Private and Catholic schools across the Gold Coast are raising annual fees well above inflation and in line with hikes in Brisbane.
On average the Gold Coast’s elite schools have listed increases of 3 per cent, almost double the 1.9 per cent inflation rate.
According to an analysis of the 2018 Good Schools Guide data and current advertised fees, parents at Tamborine Mountain College senior students will pay an extra 9 per cent on last year’s tuition fees.
Saint Michael’s College junior and senior fees (inclusive) have both increased by 6 per cent, just over $300.
Parents of primary students at Lutheran Ormeau District School saw a bump of 7 per cent in tuition fees, with an extra $239 added to their bill. Other annual tuition fees for the school rose by 4 per cent.
Assisi Catholic College registered the smallest tuition price increase of just $35 or 1 per cent for prep students and $50 for senior students.
Enrolment at The Southport School (TSS) remains the most expensive listed on the Gold Coast, with annual all-inclusive fees of $23,196 – a rise of $500 or 2 per cent on last year.
Gold Coast lawyer Michael Gatenby, who sends his son William to The Southport School, said the price for extracurricular activities could quickly add up so he was happy to pay a lump sum.
“Some schools have hidden fees depending on the activities or the classes that you need to pay on top of tuition. I find the all-inclusive option much easier,” he said.
“He is only in grade 8 and has already been able to participate in sailing, debating and all sorts of sports — I believe we are getting value for money.”

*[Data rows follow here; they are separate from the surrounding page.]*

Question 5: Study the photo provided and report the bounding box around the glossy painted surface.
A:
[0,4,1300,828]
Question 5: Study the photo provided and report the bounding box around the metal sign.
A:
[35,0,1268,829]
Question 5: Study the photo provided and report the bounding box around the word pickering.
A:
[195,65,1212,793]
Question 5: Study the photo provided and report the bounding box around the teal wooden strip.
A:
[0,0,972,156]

Saint Stephen’s College director of enrolments Mary Pearse said private schools were always conscious of fee hikes.
The Upper Coomera State College lists each of its fees separately and raised the cost of tuition by just 2-3 per cent for 2019, an increase from $9232 to $9464 for the senior school annual tuition fees.
Ms Pearse said parents knew what they are getting with itemised payments.

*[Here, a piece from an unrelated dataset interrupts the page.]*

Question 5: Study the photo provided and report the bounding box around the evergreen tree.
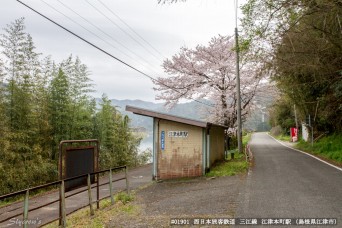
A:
[50,68,70,160]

“Obviously when a person wants to educate their children at a private school it is a long-term investment for them,’’ she said.
“We make sure families are well aware of the extra charges included so they get a good indication of where the money is going.
“Fees however should never be the only thing that determines where you send your child.”
Data from Good Education Media revealed that nationally independent schools had seen the steepest increases in fees, with a hikes of $8000 since 2009.
Good Education Media Senior Adviser, Sam Sapuppo, said many parents might be unaware of “hidden costs’’ that could increase quickly.
“These hidden costs could be the increasing costs of OH&S,” he said.
“Some educational costs shouldn’t be considered ‘additional costs’ but rather should be considered part of a holistic learning experience, what schools these days are calling ‘learning beyond the classroom’ such as excursions, camps, extracurricular activities, technology programs.
“Keep in mind a significant amount of thought and planning has gone into designing and implementing school programs and activities. These additional costs haven’t just been implemented on a whim.”